Then the challenge is not properly formulated. He asks for
an assembly-written perft() that beat
his C-code. Apparently any assemby-code would not do, and there are some restrictions on it. Like that the assembly code in question could be considered an optimized version of his C-code algorithm. But that is an ill-defined task. Modern optimizers do amazing things, and when I try to time multiplier performance, and write code like
Code: Select all
cnt=1e9; while(--cnt) a *= 1.00000000001;
it always times as 0, because the optimizer removes the entire loop. (Unless you actually print the value of a afterwards.)

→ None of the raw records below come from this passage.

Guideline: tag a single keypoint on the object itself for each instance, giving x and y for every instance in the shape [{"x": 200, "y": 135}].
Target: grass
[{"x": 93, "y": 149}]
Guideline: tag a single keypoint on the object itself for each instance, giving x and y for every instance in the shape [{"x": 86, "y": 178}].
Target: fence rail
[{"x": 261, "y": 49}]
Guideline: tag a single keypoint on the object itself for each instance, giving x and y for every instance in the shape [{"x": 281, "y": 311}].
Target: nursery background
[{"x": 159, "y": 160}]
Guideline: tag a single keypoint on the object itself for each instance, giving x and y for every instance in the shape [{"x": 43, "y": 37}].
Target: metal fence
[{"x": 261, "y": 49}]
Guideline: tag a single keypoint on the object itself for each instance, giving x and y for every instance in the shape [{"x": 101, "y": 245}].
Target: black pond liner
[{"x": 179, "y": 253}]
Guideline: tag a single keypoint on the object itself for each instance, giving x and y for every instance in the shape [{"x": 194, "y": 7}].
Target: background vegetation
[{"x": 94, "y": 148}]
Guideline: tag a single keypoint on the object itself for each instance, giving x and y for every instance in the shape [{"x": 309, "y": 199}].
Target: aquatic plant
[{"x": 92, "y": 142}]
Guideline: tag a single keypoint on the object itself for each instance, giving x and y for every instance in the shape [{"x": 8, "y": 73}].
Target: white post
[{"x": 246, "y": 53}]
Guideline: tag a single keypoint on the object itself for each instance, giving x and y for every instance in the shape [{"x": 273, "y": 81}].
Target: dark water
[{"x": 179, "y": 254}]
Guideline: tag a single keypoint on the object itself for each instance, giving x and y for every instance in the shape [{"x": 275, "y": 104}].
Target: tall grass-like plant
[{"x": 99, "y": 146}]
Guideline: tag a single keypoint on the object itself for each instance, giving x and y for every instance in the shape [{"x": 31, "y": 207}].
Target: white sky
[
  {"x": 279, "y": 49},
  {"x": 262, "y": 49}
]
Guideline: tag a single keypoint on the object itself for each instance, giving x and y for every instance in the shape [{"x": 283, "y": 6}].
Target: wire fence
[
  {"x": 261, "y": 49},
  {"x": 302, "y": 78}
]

So if the C-code perft is slow, because it Makes/UnMakes the last ply, refraining from making that ply causes an enormous speedup. But a clever optimizer (especially a human optimizer!) can easily recognize the set of assembly instructions that make the move and then immediately take it back as a set of instructions that as a group do nothing, and remove it for that reason.
I remember having to optimize PDP 11 assembly code for Akkerman's function for a course in computer organization, which is a heavily recursively defined functions. The best I could come up with was beaten by orders of magnitude by some others, who had used the fact that for some low value of the arguments there existed a formula for that function in closed form (something like Akk(0, N) = N, when the definition for that case would reduce to Akk(0,N) = Akk(0,N-1) and Akk(0,0)=0. So my optimized code was calculating N recursively by N recursive function calls each doing an INC on the passed value to produce N. Others has 'optimized that away'.